Now it’s time to create a “Buyer Centric ICP” one that identifies organisations who have a reason to change, preferably one where you can collaborate with them to identify the reason to change, and build the solution criteria.

Building your buyer-centric ICP

Start by identifying the external drivers that will build a need to change and try and quantify the associated risk/opportunity.

  • Industry Drivers – Regulation, technology, general trends (opportunities for FOMO), ESG, DEI, etc.
  • Country/regional drivers – Environmental, Political, Legislative, Social

These will give you the broad reasons for change that organisations must be aware of.


Don’t stop there, if you want to be truly compelling you need to identify internal drivers that reinforce the need to change.

  • Strategic drivers, typically these will be about growth and expansion (or managed decline/survival) as well as anything that generates stakeholder value, e.g. ESG
  • Operational drivers, these will focus on process changes, cost savings, specific projects
  • Personal drivers, look for people new into a role looking to make a difference

You are looking to find specific reasons to change that can be connected directly to a specific stakeholder who could become your champion.


Now you understand both the external and internal drivers you can build out your target ICP:

  • Industry type
  • Operating in these regions
  • Of this size and structure
  • With this strategy
  • Addressing these operational issues
  • With someone new in this role

By all means, look back at historical data to identify patterns, but remember the profile of your largest customer may not match your new ICP for lots of historical reasons, and this is okay.

Don’t be put off if, as a result of this, your “target market” reduces substantially. You’re now being realistic as to who you should contact. Let’s maximise the value of every minute and stop wasting time talking to people who do not currently have a need to change.

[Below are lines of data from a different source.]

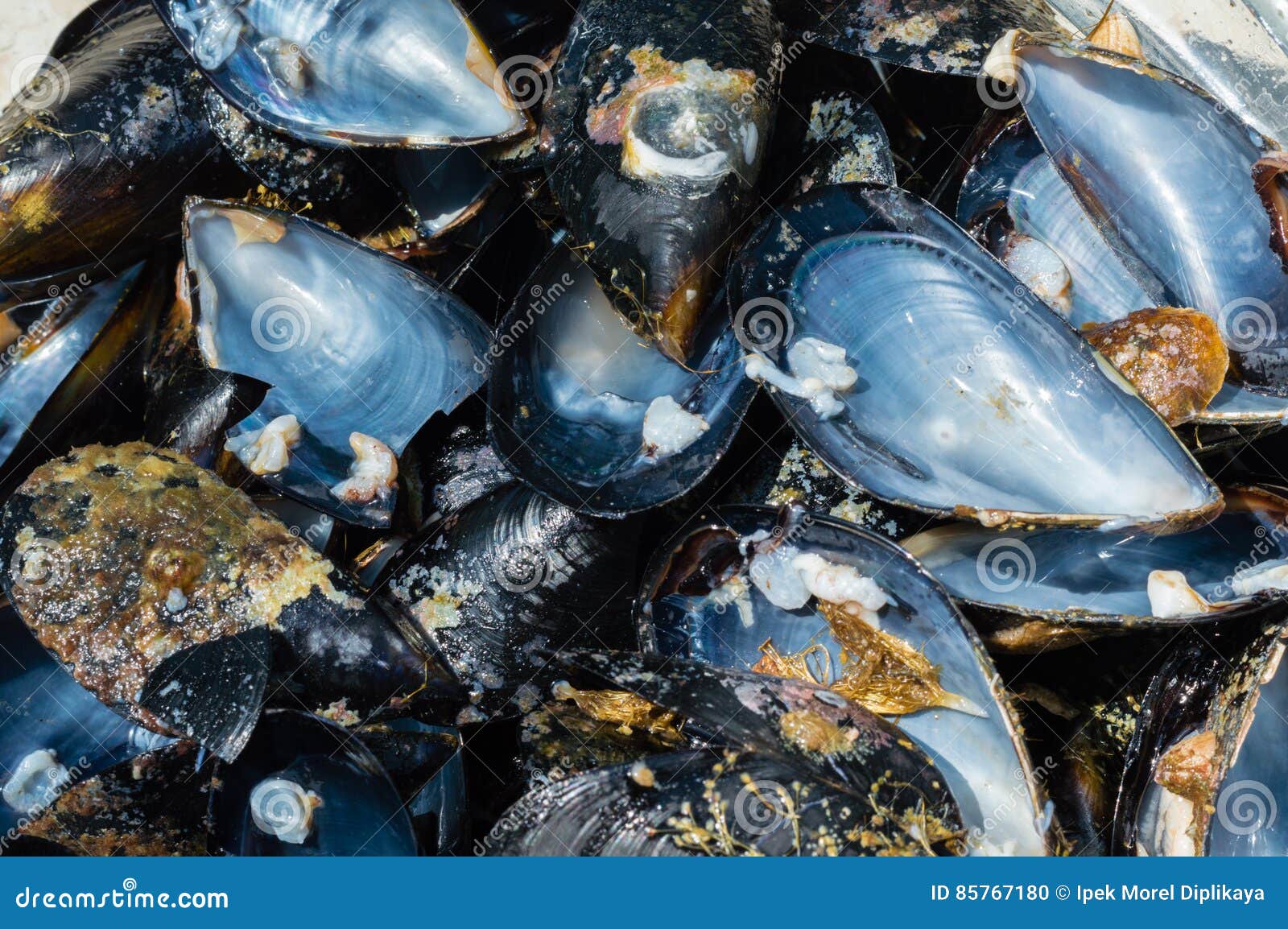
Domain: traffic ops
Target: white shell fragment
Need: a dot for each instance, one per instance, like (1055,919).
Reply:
(818,374)
(776,577)
(1269,576)
(373,473)
(670,428)
(1170,596)
(841,584)
(35,782)
(789,579)
(283,808)
(1041,270)
(268,450)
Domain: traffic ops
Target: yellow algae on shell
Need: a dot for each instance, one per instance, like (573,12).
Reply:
(119,530)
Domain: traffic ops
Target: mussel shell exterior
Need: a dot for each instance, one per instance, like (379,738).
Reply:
(510,574)
(150,806)
(978,757)
(167,593)
(360,811)
(850,145)
(657,237)
(1028,592)
(351,339)
(45,709)
(925,35)
(101,148)
(425,764)
(1013,187)
(393,72)
(570,386)
(1210,687)
(964,352)
(281,163)
(696,803)
(81,348)
(863,754)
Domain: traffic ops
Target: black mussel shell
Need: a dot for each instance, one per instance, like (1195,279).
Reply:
(1050,588)
(307,787)
(101,147)
(425,764)
(804,774)
(572,392)
(654,139)
(510,574)
(81,347)
(151,806)
(1206,770)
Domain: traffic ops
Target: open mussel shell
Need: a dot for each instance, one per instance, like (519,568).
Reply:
(150,806)
(79,348)
(1243,289)
(425,764)
(1037,589)
(100,150)
(444,188)
(56,732)
(352,341)
(803,772)
(307,787)
(972,397)
(509,574)
(397,72)
(1208,772)
(1013,187)
(281,163)
(571,384)
(654,141)
(700,601)
(171,597)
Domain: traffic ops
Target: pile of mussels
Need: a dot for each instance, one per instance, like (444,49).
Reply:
(654,428)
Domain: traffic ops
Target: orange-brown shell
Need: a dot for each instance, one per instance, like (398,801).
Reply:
(1174,357)
(101,539)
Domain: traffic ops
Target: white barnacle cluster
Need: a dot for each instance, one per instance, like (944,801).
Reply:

How to use your ICP to engage with customers early

Once you have identified your target ICP you have to be equipped to engage with them. What you need is a story that drives the need to change:

Identify the insights that reinforce the need to change:

  • Start with the external drivers for change as these can be used for a broad campaign on the need to change
  • Once you have responses to the broad campaign, build insights, with quantifiable outcomes, that address the internal drivers of the company that responded.

Turn these into stories and messages that can be used in your initial outreach campaigns:

  • Consider using the same approach for your Account Based Marketing (ABM)
  • Combine the internal and external drivers to build a compelling case for change

Resist the urge to talk about yourself, your products, and your successes. By properly identifying your ICP you can focus on them, the risks and opportunities they are likely to face and the quantifiable impact of addressing identified challenges.

To re-emphasise my earlier point: focus on quality not quantity. If your new ICP reduces the number of companies you speak to then that gives you the opportunity to have better conversations with people who will gain value from the conversation.

Remember timing and context is everything, as highlighted by Hans Bunes. Hans describes how he separates the “Who” from the “When”. This helps you identify if your ICP is a good profile match (high fit), but not ready to discuss change (low engagement) versus one who is already thinking of change (high engagement).

Early engagement with people who recognise the need to change will result in a much higher conversion rate, more effective salespeople and generally more connected sales and marketing organisation.

Wrapping up

If Einstein was a marketing expert and we asked him what’s the definition of ICP insanity, he would probably reply “using the same ICP model that worked when we sold with a seller’s perspective and expecting the same results now we operate in a buyer-centric market”. Now is the time to revisit your ICP so that it identifies those who will be open to a conversation about change.